Importantly, specific cortical oscillatory patterns recorded via electroencephalography (EEG)—notably theta (θ) and beta-gamma (βγ) frequency bands—have been linked to discrete effects of ketamine such as altered perception, analgesia, and mood modulation. Understanding whether these neurophysiologic signatures can be modulated independently is critical for refining therapeutic strategies and minimizing side effects.
Study Design
This cohort study was a secondary analysis of participant-level data derived from three prospective studies conducted between 2017 and 2023 at the University of Michigan, Stanford University, and the University of Auckland. The combined cohorts included healthy volunteers, elective surgery patients, and individuals diagnosed with depression, all aged 18 years or older.

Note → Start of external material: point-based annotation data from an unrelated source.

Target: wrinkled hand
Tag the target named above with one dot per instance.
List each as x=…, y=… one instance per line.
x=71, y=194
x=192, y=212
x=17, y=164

Participants received either a subanesthetic infusion of ketamine at 0.5 mg/kg over 40 minutes or placebo, administered either during wakefulness or under general anesthesia. The primary outcome measured changes in EEG power spectra across multiple frequency bands, focusing on theta and beta-gamma oscillations, using paired nonparametric statistical analysis (Wilcoxon signed-rank test).
Key Findings
The analysis included 52 participants in the primary cohort (mean age 43.4 years; 65.4% female) and 27 participants in a supplementary cohort (mean age 30.2 years; 55.6% female). Ketamine-induced EEG changes were consistently modulated by GA across all primary cohort participants.
Specifically, ketamine administered during wakefulness significantly increased theta power (mean increase from 17.3 to 22.9 dB) and beta-gamma power (mean increase from 6.3 to 11.6 dB). Under general anesthesia, however, the theta augmentation observed during awake ketamine infusion was not evident; theta power nonsignificantly decreased during ketamine administration (from 29.0 to 27.8 dB). Conversely, beta-gamma oscillation modulation by ketamine was preserved during anesthesia, with an increase from 8.5 to 11.2 dB comparable to the awake condition.
This dissociation suggests that ketamine’s neurophysiologic effects tied to beta-gamma oscillations are independent of conscious awareness, whereas theta augmentation appears related to cortical activity disrupted by anesthesia-induced unconsciousness.
Expert Commentary
These findings provide valuable mechanistic insight into how ketamine’s distinct oscillatory signatures relate to its multifaceted behavioral effects. The preservation of beta-gamma modulation under anesthesia may underpin ketamine’s analgesic and possibly antidepressant actions that do not require conscious perception, whereas theta oscillations may be more connected with dissociative and perceptual experiences requiring intact consciousness.
Expert opinion underscores the translational potential of this work: selectively modulating specific neurophysiologic pathways could inform development of novel treatments that maximize ketamine’s therapeutic benefits while mitigating adverse psychoactive effects. The study, however, is limited by sample size, heterogeneity of participant groups, and indirect neurophysiologic inference from surface EEG. Further research employing advanced neuroimaging and larger, more homogenous cohorts is warranted.
Conclusion
This investigation distinguishes discrete neurophysiologic components of ketamine’s action by showing that general anesthesia dissociates the theta and beta-gamma EEG signatures associated with ketamine’s effects. This delineation advances understanding of ketamine’s mechanism of action and supports potential targeted interventions to enhance clinical outcomes in anesthesia, pain management, and psychiatry.
By parsing the neural substrates underpinning ketamine’s diverse actions, clinicians and researchers may better tailor dosing, coadministration strategies, and drug development efforts toward more efficacious and tolerable therapies in neuropsychiatric and perioperative care.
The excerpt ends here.